My favorite Halloween costume, ever, was when I was eight or nine years old. I had somehow conned my mom into buying me a full-face mask of Nikita Khruschev, the famous Russian leader, who was a terrifying figure during the Cold War and Cuban Missile Crisis.
The mask was surprisingly lifelike, complete with a prominent gnarly wart on the left cheek and a fake black Russian winter hat curving over the top. I wore one of dad’s gray wool overcoats, which mom pinned up so it didn’t drag on the ground, and I wrapped a scarf around my neck to hide my t-shirt underneath.
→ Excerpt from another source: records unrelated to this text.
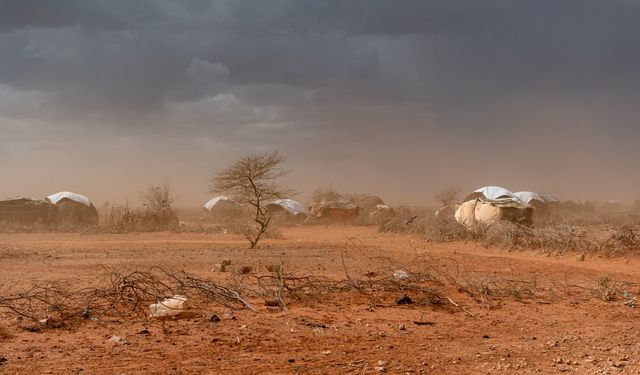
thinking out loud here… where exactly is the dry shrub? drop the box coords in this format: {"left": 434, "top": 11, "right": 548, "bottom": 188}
{"left": 0, "top": 325, "right": 13, "bottom": 340}
{"left": 600, "top": 223, "right": 640, "bottom": 256}
{"left": 380, "top": 205, "right": 640, "bottom": 256}
{"left": 0, "top": 269, "right": 255, "bottom": 327}
{"left": 99, "top": 206, "right": 178, "bottom": 233}
{"left": 457, "top": 276, "right": 538, "bottom": 304}
{"left": 95, "top": 185, "right": 179, "bottom": 233}
{"left": 479, "top": 222, "right": 602, "bottom": 254}
{"left": 138, "top": 184, "right": 179, "bottom": 230}
{"left": 3, "top": 243, "right": 636, "bottom": 329}
{"left": 380, "top": 208, "right": 482, "bottom": 242}
{"left": 311, "top": 184, "right": 343, "bottom": 205}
Black winter boots rounded out the ensemble.
Fully dressed, I was a perfect miniature version of Khruschev – sort of an early sixties “Mini-Me.”
The best part of the costume was that no one could tell who I was once I had it on, so I would stomp around saying threatening things like, “Death to America,” and “Capitalist pigs!” in a gruff Russian accent, while occasionally slamming a shoe onto a table. (Mom shut that part of the routine down pretty quickly – shoes, deemed inherently dirty, were not allowed to touch any table where we ate our food.)
I got big laughs at every house we stopped at – the unsuspecting housewife doling out candy to the crowd of kids would come around to me and giggle.
“Who do we have here – oh look, it’s Nikita Khruschev! Isn’t that cute!”
To which I would reply, in character, in my best rumbling Russian accent, “Trick or treat. Ve vill bury you!”
Nikita and I were both partial to Reese’s Peanut Butter Cups, Milky Ways, and Milk Duds. Anything homemade or healthful, such as apples or popcorn balls, were promptly discarded in the gutter. Stupid capitalist pigs.